I had only focused on the words, "You have cancer," and I was convinced this meant that I was going to die.
Breast cancer has brought me down many roads—at first, dark bumpy roads mottled with potholes of fear and sorrow so deep that I swore I'd fall into them and never climb out. Then, with each passing year of continued good health, those roads became smoothly paved so that I could walk with a bit more of a firm footing and lighter step.
I've seen a lot and I've done a lot since then. My oldest son graduated from college last year, with my younger one following suit this coming May. I lost my two best friends to breast cancer but have ushered many other friends through it. I returned to school for my MFA in writing, spurred by my desire to write about breast cancer and all the factual, yet emotional, implications of it. I've involved myself with survivor groups and fund-raisers and celebrations—all because of those three impossibly powerful words articulated to me almost 20 years ago, three words that I can still hear with an acute clarity.

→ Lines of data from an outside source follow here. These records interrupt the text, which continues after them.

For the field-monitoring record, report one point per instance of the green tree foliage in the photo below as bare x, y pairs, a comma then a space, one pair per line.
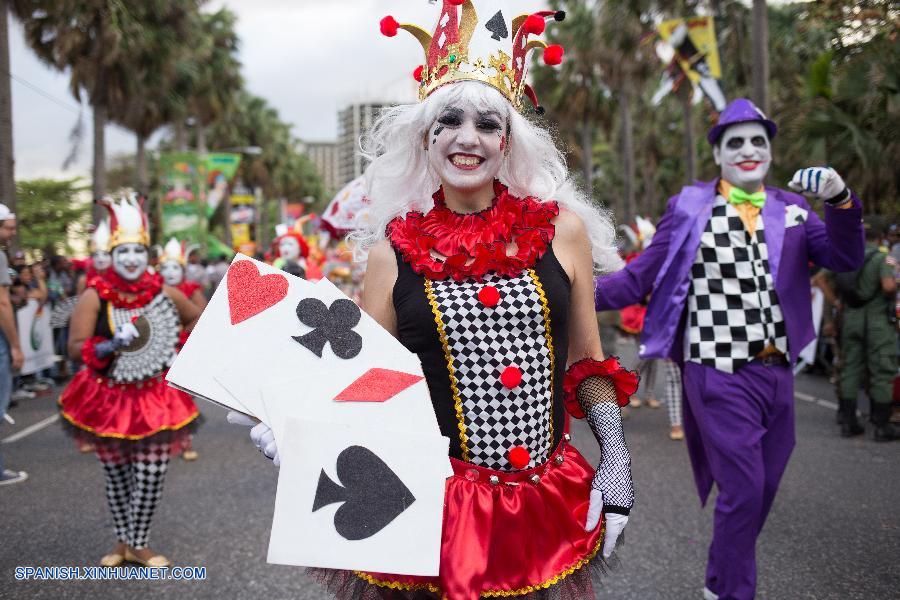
47, 211
833, 89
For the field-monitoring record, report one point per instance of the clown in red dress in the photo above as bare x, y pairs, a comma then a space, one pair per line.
125, 328
480, 259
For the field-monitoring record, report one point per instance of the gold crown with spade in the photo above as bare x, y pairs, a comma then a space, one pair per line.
503, 48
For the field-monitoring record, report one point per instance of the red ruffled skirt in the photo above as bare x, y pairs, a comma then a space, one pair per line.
513, 538
119, 416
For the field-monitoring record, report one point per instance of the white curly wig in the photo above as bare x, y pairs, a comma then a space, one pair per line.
399, 178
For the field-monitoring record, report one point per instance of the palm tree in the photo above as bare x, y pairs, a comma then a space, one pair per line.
85, 37
761, 55
7, 160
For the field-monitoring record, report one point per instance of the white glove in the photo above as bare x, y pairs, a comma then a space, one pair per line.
260, 434
615, 523
820, 182
125, 334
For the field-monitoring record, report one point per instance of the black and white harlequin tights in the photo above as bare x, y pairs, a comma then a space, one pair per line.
133, 489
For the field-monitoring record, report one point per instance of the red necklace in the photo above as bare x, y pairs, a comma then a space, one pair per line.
475, 244
111, 287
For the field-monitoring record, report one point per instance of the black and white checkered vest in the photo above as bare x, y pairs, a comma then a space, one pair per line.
733, 309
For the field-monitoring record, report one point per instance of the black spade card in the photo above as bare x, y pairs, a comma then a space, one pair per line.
360, 497
370, 493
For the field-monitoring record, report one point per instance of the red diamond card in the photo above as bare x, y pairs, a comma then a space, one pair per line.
377, 385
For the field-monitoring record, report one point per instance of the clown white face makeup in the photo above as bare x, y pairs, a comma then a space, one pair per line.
465, 146
172, 272
101, 259
130, 261
289, 249
744, 155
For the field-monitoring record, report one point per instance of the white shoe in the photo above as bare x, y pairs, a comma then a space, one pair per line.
22, 394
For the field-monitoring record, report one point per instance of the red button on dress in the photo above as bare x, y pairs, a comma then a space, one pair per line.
489, 296
511, 377
518, 457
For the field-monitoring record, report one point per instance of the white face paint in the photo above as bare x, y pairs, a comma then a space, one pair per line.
101, 259
130, 261
289, 249
744, 155
465, 146
172, 272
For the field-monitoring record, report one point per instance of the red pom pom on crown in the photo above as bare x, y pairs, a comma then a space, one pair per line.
389, 26
534, 25
553, 54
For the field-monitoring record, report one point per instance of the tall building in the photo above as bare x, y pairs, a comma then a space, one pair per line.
326, 157
353, 122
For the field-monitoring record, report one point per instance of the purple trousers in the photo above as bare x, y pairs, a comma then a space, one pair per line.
740, 431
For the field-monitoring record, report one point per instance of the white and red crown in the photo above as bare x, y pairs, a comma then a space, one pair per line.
100, 237
495, 54
127, 221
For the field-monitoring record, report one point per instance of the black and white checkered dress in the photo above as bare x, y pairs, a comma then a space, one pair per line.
733, 309
464, 347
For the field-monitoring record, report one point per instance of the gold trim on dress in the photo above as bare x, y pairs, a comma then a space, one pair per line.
457, 400
397, 585
549, 336
120, 436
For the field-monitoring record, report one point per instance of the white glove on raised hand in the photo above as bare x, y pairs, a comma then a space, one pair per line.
261, 434
615, 523
822, 183
125, 334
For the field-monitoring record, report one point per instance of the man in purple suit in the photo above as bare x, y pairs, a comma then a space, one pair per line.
730, 298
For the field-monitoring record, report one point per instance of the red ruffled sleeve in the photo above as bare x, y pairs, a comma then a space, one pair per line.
89, 354
625, 382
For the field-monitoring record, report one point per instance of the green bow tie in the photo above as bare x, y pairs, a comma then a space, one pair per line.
739, 196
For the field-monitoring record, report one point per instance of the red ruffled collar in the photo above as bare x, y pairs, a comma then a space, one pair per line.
475, 244
111, 287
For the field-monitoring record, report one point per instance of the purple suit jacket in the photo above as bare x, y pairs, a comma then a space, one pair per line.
664, 267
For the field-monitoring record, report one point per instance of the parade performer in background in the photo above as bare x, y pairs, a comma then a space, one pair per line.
728, 272
291, 251
171, 266
100, 259
125, 328
486, 273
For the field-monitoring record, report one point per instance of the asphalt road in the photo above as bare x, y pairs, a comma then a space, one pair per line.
834, 531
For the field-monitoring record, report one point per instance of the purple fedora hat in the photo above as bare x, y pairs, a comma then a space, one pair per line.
740, 111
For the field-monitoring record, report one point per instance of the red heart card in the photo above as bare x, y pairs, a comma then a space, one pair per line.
250, 293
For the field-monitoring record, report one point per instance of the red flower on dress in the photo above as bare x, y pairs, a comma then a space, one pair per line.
626, 382
111, 287
475, 244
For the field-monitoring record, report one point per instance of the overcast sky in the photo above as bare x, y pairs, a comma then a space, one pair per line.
308, 58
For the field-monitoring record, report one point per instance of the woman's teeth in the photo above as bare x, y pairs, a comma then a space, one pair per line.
465, 161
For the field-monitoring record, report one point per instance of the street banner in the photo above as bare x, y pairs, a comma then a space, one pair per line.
696, 58
36, 337
219, 169
182, 215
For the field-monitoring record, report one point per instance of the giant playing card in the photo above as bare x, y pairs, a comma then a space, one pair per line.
264, 326
358, 498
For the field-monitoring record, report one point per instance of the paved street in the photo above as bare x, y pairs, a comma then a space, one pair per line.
834, 531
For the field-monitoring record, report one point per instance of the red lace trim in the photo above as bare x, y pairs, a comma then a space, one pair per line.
89, 354
188, 287
110, 287
626, 382
475, 244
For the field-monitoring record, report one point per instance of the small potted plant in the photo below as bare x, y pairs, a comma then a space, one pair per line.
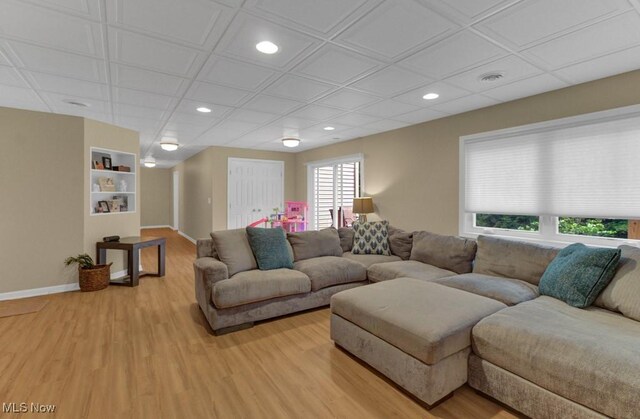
92, 277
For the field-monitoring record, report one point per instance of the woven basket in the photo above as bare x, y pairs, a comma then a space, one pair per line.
96, 278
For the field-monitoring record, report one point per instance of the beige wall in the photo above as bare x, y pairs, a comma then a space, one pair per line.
156, 197
41, 198
412, 173
204, 176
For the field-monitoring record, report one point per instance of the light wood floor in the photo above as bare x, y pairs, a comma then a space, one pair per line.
147, 352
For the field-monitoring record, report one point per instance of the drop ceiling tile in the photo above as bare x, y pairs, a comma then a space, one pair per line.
348, 99
246, 31
150, 81
527, 87
396, 28
189, 107
254, 117
212, 93
390, 81
140, 98
615, 34
355, 119
388, 109
529, 22
446, 92
46, 60
10, 77
153, 54
605, 66
337, 65
512, 67
50, 28
198, 22
321, 17
465, 104
317, 112
272, 104
235, 73
453, 55
67, 86
419, 116
298, 88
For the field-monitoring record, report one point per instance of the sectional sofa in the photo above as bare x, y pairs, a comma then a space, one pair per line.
443, 311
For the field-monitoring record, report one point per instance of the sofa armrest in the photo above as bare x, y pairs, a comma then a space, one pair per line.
208, 271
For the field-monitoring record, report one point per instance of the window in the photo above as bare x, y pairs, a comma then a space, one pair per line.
332, 186
573, 179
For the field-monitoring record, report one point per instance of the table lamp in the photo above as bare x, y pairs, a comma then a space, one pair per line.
362, 207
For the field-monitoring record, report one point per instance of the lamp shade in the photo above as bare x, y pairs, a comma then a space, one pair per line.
363, 205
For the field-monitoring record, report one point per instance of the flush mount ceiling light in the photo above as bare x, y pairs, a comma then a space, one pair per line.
491, 77
149, 162
267, 47
76, 103
290, 142
169, 144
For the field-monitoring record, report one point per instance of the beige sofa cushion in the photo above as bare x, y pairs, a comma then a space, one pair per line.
623, 292
512, 258
234, 250
425, 320
313, 244
409, 268
506, 290
326, 271
591, 356
253, 286
368, 260
447, 252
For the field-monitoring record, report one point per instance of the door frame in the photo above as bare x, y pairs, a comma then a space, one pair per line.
238, 159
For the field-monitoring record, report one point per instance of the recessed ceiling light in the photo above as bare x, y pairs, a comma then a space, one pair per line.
149, 162
76, 103
169, 144
267, 47
290, 142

Today, being diagnosed with breast cancer may still stir up some of the same emotions that I once experienced. Fortunately, though, the roads are more plentiful and easier to navigate. They're paved with reliable and informed Internet support resources, and blogs of other women to commiserate with. And there's the reassurance that breast cancer can, in so many cases, be successfully treated due to ongoing research and discoveries. Yes, there's actually good news: Death rates from breast cancer have been declining since around 1990. And, the larger decreases have been in women younger than 50. There's earlier detection through screening, and increased awareness and improved treatments are available.